ANTINOCICEPTIVE ACTIVITY OF THE ESSENTIAL OIL FROM Campomanesia adamantium FRUIT IN RATS

Autores

  • DANIELI Z. VISCARDI UNIVERSIDADE FEDERAL DA GRANDE DOURADOS
  • CAMILA DE AZEVEDO CHAVES CORREIA UNIVERSIDADE FEDERAL DA GRANDE DOURADOS
  • JUCICLÉIA DA SILVA ARRIGO UNIVERSIDADE FEDERAL DA GRANDE DOURADOS
  • CLÁUDIA ANDRÉA LIMA CARDOSO UNIVERSIDADE FEDERAL DA GRANDE DOURADOS
  • IRIANI RODRIGUES MALDONADE UNIVERSIDADE FEDERAL DA GRANDE DOURADOS
  • CÂNDIDA APARECIDA LEITE KASSUYA UNIVERSIDADE FEDERAL DA GRANDE DOURADOS
  • ELIANA JANET SANJINEZ-ARGANDOÑA UNIVERSIDADE FEDERAL DA GRANDE DOURADOS

Resumo

Introduction: Campomanesia adamantium (Myrtaceae) is popularly known as guavira and has been
used in folk medicine as antirheumatic, antidiarrheal, hypocholesterolemic and anti-inflammatory agent
(1). At harvest, fruits are consumed in natura or processed in various preparations like jellies, liqueurs,
among others (2). Objective: The present study has evaluated the antinociceptive activity of essential
oils from peel (EOP) and seed (EOS) of C. adamantium fruits in formalin model.

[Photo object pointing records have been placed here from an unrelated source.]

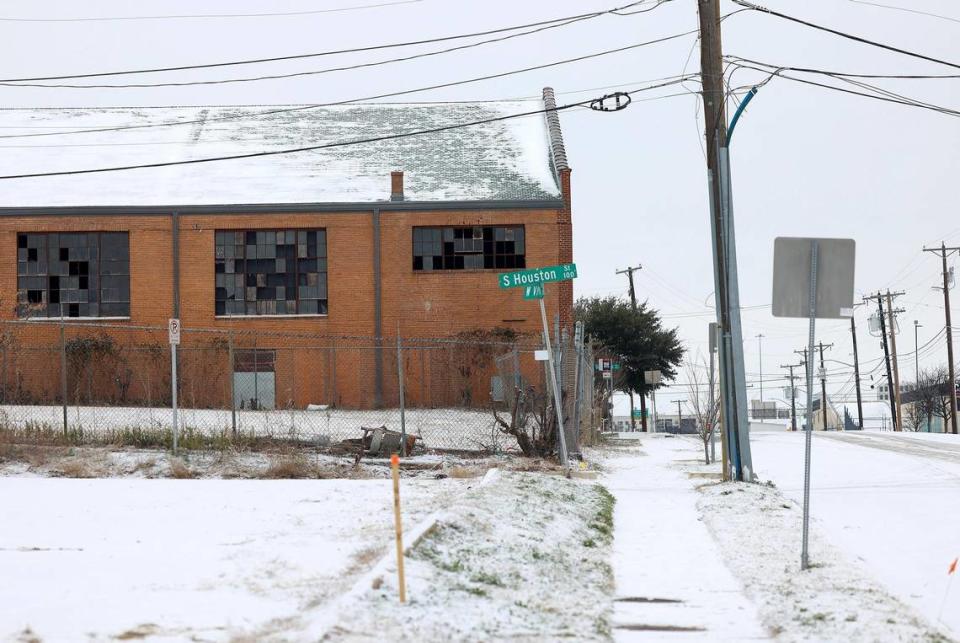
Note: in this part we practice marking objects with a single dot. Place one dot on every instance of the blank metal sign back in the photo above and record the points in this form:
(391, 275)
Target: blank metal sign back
(791, 277)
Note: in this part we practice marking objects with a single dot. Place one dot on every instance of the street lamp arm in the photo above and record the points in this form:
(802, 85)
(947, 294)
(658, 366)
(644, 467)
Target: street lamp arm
(736, 116)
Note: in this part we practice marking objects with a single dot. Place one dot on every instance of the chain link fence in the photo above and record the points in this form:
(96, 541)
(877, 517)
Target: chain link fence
(94, 383)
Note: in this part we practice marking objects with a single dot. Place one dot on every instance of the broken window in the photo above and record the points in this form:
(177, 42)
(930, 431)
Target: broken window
(73, 274)
(270, 272)
(469, 248)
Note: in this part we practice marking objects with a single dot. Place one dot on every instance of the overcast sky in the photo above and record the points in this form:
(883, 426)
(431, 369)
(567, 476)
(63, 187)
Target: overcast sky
(806, 161)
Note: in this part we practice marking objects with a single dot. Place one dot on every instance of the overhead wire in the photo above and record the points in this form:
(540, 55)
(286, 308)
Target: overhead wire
(333, 52)
(905, 9)
(271, 14)
(297, 74)
(374, 97)
(848, 36)
(308, 148)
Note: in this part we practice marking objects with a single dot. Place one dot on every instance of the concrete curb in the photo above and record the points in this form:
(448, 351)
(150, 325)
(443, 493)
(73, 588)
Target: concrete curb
(324, 622)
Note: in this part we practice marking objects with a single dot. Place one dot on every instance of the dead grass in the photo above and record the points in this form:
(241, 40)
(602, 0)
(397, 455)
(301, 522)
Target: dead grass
(73, 468)
(465, 472)
(290, 467)
(180, 470)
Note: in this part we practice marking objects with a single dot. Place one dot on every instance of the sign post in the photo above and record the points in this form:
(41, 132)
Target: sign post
(823, 269)
(173, 328)
(532, 283)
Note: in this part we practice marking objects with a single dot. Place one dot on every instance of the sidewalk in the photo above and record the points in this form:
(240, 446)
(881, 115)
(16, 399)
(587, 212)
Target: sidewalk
(671, 582)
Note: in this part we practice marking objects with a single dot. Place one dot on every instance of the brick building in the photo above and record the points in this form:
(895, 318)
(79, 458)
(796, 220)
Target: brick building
(363, 240)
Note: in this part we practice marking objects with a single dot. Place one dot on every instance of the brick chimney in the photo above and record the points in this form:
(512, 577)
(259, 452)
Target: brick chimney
(396, 185)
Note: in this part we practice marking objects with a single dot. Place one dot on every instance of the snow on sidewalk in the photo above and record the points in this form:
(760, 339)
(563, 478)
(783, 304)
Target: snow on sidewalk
(663, 552)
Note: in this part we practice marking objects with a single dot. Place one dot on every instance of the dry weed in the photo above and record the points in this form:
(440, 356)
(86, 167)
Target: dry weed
(464, 472)
(289, 467)
(180, 470)
(73, 469)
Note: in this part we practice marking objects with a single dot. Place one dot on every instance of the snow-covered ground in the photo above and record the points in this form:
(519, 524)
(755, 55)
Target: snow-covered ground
(190, 559)
(890, 500)
(444, 428)
(524, 558)
(730, 556)
(671, 579)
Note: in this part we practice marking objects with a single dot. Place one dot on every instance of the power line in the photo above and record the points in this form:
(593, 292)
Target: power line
(896, 8)
(848, 36)
(214, 15)
(309, 148)
(884, 95)
(255, 61)
(366, 98)
(297, 74)
(825, 72)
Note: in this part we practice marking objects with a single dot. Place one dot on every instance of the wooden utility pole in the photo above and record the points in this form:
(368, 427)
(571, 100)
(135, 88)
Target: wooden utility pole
(886, 353)
(823, 386)
(893, 357)
(793, 396)
(732, 377)
(856, 372)
(643, 398)
(943, 251)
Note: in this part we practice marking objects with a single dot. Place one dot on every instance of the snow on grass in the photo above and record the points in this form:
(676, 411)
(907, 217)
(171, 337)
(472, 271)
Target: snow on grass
(759, 533)
(189, 559)
(523, 558)
(887, 499)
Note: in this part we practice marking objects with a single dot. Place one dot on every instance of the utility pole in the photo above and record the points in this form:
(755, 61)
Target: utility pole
(823, 386)
(893, 356)
(916, 354)
(807, 376)
(856, 372)
(886, 354)
(727, 294)
(760, 343)
(793, 395)
(943, 251)
(643, 405)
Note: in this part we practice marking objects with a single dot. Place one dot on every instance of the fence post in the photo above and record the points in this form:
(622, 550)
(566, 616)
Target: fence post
(403, 419)
(173, 393)
(333, 372)
(63, 374)
(233, 392)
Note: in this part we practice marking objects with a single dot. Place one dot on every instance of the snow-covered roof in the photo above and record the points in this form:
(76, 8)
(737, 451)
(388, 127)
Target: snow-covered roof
(508, 160)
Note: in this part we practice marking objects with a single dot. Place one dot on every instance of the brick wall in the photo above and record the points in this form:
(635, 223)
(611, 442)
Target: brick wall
(423, 304)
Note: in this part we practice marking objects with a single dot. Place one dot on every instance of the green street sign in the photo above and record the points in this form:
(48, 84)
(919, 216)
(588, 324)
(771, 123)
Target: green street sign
(537, 276)
(533, 292)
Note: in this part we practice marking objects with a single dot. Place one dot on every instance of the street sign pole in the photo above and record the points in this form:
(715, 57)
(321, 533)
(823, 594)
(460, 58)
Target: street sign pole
(804, 554)
(558, 403)
(532, 281)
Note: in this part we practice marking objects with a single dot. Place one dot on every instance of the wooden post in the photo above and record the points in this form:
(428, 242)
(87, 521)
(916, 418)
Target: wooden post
(398, 524)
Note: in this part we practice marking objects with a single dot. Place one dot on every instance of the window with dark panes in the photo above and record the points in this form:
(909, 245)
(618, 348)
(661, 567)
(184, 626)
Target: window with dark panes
(73, 274)
(271, 272)
(469, 248)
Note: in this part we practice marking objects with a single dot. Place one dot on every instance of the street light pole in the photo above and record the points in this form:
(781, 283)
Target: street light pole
(916, 354)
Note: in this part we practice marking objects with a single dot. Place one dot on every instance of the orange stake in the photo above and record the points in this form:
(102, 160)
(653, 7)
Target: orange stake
(395, 467)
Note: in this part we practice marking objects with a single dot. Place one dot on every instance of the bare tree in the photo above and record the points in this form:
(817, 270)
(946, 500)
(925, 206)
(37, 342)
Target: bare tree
(706, 407)
(935, 394)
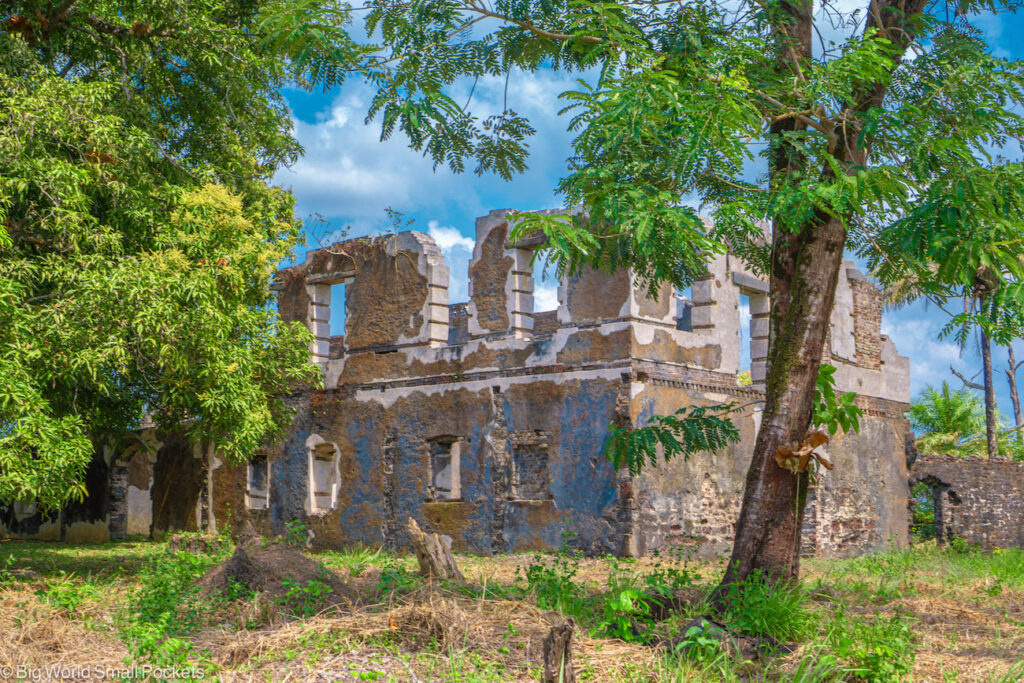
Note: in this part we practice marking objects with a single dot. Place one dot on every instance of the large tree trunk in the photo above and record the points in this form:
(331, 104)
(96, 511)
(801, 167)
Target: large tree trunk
(986, 368)
(805, 269)
(805, 266)
(1015, 395)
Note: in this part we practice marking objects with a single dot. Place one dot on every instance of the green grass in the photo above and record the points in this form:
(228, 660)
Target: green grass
(849, 619)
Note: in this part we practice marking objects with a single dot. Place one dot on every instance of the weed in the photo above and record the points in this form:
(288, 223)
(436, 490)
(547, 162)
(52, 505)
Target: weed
(68, 594)
(358, 560)
(305, 598)
(554, 585)
(761, 607)
(397, 580)
(166, 607)
(882, 648)
(296, 534)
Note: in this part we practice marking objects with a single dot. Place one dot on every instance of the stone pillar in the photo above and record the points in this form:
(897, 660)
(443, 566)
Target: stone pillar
(760, 323)
(318, 322)
(702, 312)
(118, 501)
(521, 294)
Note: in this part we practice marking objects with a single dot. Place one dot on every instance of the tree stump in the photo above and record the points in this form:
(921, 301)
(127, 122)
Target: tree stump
(558, 654)
(433, 552)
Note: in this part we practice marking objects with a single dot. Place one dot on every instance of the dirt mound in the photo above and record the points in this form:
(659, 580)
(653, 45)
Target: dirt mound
(197, 544)
(274, 568)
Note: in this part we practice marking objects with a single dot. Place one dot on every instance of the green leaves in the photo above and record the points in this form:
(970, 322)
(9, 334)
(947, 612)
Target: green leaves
(138, 240)
(687, 431)
(832, 412)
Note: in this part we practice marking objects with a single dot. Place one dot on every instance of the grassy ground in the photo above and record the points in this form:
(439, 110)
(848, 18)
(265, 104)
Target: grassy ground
(922, 614)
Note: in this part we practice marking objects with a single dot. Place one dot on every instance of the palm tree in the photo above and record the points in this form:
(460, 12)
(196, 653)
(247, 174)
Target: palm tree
(945, 420)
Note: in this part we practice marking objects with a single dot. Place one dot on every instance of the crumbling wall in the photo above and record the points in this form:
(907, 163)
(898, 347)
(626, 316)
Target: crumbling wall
(978, 500)
(178, 479)
(486, 421)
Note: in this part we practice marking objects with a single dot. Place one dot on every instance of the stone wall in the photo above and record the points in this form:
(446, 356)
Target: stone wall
(979, 500)
(486, 421)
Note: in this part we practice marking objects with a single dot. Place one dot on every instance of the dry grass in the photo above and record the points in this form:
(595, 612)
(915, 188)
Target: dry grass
(36, 635)
(429, 625)
(967, 628)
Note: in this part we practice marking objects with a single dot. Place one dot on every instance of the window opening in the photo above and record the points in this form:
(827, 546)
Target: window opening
(258, 487)
(445, 469)
(530, 473)
(324, 476)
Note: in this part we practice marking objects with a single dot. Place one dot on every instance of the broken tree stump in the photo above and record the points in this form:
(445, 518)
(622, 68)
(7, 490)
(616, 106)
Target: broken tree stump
(558, 654)
(433, 552)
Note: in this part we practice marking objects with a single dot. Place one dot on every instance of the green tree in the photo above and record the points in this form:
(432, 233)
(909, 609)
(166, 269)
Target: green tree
(862, 147)
(137, 232)
(943, 418)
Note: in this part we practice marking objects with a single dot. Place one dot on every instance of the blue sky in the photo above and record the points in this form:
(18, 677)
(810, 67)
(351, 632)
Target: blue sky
(349, 177)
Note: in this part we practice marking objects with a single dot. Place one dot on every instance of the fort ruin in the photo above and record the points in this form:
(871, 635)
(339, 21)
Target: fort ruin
(485, 421)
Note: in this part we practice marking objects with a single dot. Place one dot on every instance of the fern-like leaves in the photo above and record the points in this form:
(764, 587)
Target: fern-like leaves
(687, 431)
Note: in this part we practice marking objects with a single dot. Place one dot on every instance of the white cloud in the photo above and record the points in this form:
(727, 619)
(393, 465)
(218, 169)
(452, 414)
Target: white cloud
(348, 172)
(930, 356)
(458, 250)
(449, 238)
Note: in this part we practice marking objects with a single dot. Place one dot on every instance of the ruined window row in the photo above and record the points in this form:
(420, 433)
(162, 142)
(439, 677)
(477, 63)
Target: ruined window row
(324, 477)
(445, 468)
(530, 466)
(258, 482)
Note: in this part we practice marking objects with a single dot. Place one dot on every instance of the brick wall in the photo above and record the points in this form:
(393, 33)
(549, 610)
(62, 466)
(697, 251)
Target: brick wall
(866, 323)
(982, 501)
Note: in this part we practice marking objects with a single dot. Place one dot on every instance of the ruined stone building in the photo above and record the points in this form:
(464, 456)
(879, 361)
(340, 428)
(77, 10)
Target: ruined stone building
(978, 500)
(485, 420)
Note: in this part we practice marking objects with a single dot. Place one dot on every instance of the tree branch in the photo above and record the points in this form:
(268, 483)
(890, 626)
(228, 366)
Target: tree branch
(968, 383)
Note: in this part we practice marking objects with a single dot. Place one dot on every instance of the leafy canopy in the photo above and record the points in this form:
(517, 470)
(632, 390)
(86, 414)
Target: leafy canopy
(138, 233)
(896, 124)
(890, 120)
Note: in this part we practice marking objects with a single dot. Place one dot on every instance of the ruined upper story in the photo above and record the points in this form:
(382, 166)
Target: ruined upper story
(400, 328)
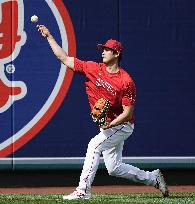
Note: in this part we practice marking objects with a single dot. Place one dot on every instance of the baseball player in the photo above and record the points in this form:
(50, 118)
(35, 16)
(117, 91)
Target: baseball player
(107, 80)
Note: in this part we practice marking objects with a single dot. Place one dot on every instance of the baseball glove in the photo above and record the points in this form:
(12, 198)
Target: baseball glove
(99, 111)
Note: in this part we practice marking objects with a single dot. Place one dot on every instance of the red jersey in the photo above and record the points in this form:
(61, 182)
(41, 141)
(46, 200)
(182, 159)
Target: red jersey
(118, 88)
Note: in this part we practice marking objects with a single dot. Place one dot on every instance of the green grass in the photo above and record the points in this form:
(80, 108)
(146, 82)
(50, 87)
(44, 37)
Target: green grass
(132, 198)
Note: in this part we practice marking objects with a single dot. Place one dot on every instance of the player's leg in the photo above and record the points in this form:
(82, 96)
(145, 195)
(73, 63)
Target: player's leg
(115, 167)
(94, 150)
(113, 161)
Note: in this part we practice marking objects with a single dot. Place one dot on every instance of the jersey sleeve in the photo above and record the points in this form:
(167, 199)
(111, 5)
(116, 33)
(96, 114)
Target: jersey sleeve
(79, 66)
(129, 94)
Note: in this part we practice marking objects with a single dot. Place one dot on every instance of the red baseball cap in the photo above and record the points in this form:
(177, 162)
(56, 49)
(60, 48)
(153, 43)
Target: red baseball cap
(112, 44)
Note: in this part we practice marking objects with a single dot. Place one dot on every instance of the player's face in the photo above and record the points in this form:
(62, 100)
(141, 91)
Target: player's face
(108, 55)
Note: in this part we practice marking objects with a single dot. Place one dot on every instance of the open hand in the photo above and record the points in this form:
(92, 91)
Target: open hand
(43, 30)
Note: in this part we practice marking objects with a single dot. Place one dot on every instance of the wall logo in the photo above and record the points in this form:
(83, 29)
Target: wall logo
(33, 83)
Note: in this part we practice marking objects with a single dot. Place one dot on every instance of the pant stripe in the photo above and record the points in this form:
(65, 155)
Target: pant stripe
(94, 156)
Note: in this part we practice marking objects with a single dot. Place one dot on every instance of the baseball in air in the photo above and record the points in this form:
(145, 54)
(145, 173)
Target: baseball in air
(34, 19)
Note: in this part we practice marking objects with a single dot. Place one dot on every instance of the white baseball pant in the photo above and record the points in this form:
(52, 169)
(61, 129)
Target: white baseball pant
(110, 143)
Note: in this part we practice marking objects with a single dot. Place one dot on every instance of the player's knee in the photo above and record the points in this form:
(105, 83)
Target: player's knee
(93, 144)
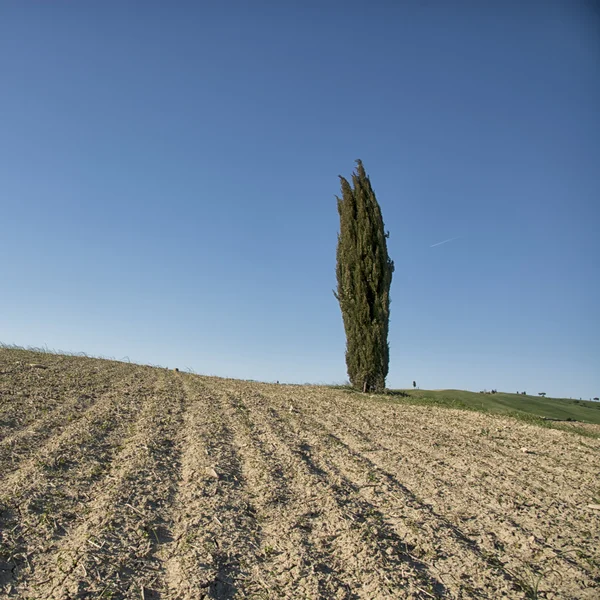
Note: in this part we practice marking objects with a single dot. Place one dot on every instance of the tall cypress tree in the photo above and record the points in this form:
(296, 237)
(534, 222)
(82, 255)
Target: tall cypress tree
(364, 276)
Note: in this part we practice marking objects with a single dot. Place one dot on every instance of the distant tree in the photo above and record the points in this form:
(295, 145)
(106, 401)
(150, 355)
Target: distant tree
(364, 276)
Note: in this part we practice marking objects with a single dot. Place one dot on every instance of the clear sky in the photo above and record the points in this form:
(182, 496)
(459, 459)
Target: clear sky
(168, 173)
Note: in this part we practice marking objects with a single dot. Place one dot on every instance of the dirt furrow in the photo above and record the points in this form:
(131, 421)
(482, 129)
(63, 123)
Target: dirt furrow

Material and Methods:
Essential oils were obtained from 200 g of dried peel (EOP) and seeds (EOS) from C. adamantium by
hidrodistillation using a Clevenger-type apparatus for 3 hours. Samples obtained by hydrodistillation
were analyzed by gas chromatography. Nociception was evaluated after injection of formalin (3). Sixty
minutes before, male Wistar rats (n=5) were divided in groups: dexamethasone (1mg/kg, s.c.), EOP (100
and 300 mg/kg), EOS (100 and 300mg/kg) and vehicle saline solution (0.9%), treated by oral route. One
hour after treatments, the animals received an injection of 20 µl of saline containing 2.5% of formalin in
the right hind paw. Pain reaction time (paw licking) in seconds was evaluated from 0 to 5 min (phase 1 –
neurogenic pain) and from 15 to 30 min (phase 2 - inflammatory response) after injection of formalin in
the paw which represents a tonic response to pain, accompanied by an inflammatory response. Results:
EOP and EOS produced significant antinociceptive effects in the first phase when compared to control
group. EOP and EOS, respectively at the doses of 100 and 300 mg/kg significantly reduced licking time in
the second phase of formalin test in rats. Dexamethasone (1 mg/kg) produced significant
antinociceptive activity in both phases of the formalin method. It was also found that orally
administration of EOP and EOS inhibited formalin induced paw edema. Discussion and Conclusion: The
anti-inflammatory action of C. adamantium on formalin-induced is in accordance with the results of the
antinociceptive test. Analyzes using chromatography (GC-MS) indicated the presence of limonene,
Thujopsene and ?-pinene that can be characterized as being a contributor to the anti-inflammatory
effects, suggesting their use as nutraceutical or pharmacological agent.

Referências

-Ramos DD, Cardoso CAL, Yanomoto NT: Avaliação do potencial citotóxico e atividade antioxidante em

Campomanesia adamantium (Cambess.) O. Berg (Myrtaceae). Revista Brasileira de Biociência 2007;

:774–776.

- Breda CA, Sanjinez-Argandoña EJ and Correia CAC: Shelf life of powdered Campomanesia

adamantium pulp in controlled environments. Food Chemistry 2012; 135:2960-2964.

- Hunskaar S, Fasmer OB, Hole K: Formalin test in mice, a useful technique for evaluating mild

analgesics. Journal Neuroscience Methods 1985; 1:69-76.